The book is stuffed with gossipy tidbits about the many famous people Sinatra knew–Marilyn Monroe, Garbo & Dietrich, the Lawfords, Billie Holliday, Noel Coward & Cole Porter, Lawrence Harvey, Judy Garland, Bogart & Bacall, and lots more. Jacobs shows the long-suffering first Mrs. Sinatra, alluring Ava Gardner (whom he describes as the true love of Frank’s life), and manipulative, ambitious Mia Farrow. It doesn’t feel like Jacobs is dishing dirt in a titillating way, but it ultimately leaves a bad taste. Most of the stars come off like Sinatra–people who might have been decent once upon a time, or if things had gone differently, but whose bad impulses have been allowed to predominate by constant catering-to.
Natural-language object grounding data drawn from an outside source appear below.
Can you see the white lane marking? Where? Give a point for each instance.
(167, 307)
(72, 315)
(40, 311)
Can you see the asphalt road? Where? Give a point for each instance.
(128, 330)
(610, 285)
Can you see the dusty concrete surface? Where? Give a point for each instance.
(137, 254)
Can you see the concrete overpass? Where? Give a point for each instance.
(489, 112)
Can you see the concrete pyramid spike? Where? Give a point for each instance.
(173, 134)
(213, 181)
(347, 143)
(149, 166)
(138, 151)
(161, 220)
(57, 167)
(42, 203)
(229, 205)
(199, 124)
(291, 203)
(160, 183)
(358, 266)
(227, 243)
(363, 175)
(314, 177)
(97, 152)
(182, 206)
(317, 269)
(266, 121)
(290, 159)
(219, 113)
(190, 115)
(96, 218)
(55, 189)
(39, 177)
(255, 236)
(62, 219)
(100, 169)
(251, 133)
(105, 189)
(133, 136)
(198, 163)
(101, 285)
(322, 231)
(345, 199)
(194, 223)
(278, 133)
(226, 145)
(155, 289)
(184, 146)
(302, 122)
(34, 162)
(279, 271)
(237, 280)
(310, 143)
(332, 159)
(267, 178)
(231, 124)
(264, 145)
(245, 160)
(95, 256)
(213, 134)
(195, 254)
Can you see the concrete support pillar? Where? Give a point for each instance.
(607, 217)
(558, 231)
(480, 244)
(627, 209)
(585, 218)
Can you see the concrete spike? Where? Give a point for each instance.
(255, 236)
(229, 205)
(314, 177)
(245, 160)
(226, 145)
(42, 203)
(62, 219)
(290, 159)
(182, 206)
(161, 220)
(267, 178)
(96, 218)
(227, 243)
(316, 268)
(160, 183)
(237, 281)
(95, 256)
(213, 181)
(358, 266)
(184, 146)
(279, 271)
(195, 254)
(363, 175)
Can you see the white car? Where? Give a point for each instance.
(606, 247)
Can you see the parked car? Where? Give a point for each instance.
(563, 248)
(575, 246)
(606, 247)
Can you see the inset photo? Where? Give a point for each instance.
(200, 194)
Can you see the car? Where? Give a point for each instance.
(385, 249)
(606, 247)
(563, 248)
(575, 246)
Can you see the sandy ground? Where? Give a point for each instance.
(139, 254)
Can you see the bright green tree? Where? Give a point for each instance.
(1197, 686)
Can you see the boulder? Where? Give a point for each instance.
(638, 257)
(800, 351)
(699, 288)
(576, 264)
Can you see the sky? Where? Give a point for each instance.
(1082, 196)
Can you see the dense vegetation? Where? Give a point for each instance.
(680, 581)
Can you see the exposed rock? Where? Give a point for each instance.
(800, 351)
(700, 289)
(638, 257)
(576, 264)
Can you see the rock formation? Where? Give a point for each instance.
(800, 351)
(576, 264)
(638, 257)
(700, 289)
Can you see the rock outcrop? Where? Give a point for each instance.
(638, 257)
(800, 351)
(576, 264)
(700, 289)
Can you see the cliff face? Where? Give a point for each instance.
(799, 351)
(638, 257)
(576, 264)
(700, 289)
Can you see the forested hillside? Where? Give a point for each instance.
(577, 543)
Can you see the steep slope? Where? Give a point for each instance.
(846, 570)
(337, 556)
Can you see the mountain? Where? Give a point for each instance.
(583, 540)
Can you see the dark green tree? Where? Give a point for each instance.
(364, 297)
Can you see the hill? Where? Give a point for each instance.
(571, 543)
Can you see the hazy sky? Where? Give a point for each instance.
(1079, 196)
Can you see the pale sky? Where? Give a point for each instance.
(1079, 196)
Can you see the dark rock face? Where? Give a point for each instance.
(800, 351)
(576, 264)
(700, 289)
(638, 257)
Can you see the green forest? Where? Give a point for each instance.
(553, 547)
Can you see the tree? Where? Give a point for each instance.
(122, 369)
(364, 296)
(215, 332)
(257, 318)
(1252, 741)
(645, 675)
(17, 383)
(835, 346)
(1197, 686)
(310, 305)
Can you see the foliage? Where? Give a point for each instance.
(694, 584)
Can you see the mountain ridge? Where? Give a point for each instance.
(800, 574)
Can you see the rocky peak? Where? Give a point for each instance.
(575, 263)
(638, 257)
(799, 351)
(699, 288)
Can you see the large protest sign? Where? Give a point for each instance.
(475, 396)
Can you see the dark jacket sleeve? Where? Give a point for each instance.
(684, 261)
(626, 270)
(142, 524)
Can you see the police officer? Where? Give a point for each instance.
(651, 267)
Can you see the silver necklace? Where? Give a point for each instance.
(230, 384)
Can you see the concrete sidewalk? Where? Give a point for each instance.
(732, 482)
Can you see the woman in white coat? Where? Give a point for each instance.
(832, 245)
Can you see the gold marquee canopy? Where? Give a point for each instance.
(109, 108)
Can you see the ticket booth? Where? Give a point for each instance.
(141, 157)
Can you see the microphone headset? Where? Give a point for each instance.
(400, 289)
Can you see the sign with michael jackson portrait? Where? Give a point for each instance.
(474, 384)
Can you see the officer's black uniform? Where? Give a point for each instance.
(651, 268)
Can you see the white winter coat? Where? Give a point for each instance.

This book straddles the fence in a strange way: it’s too thoughtful and observant to be quite a light-hearted juicy gossip fest, but too emotionally flat and non-judgemental to be as thought-provoking and involving as it could be. I’d like more perspective on why George Jacobs would let Frank Sinatra become his life, to the extent that the “after Frank” section of the book feels hollow. Nonetheless, it’s an enjoyable read and a must for people who like Sinatra and/or Hollywood stories.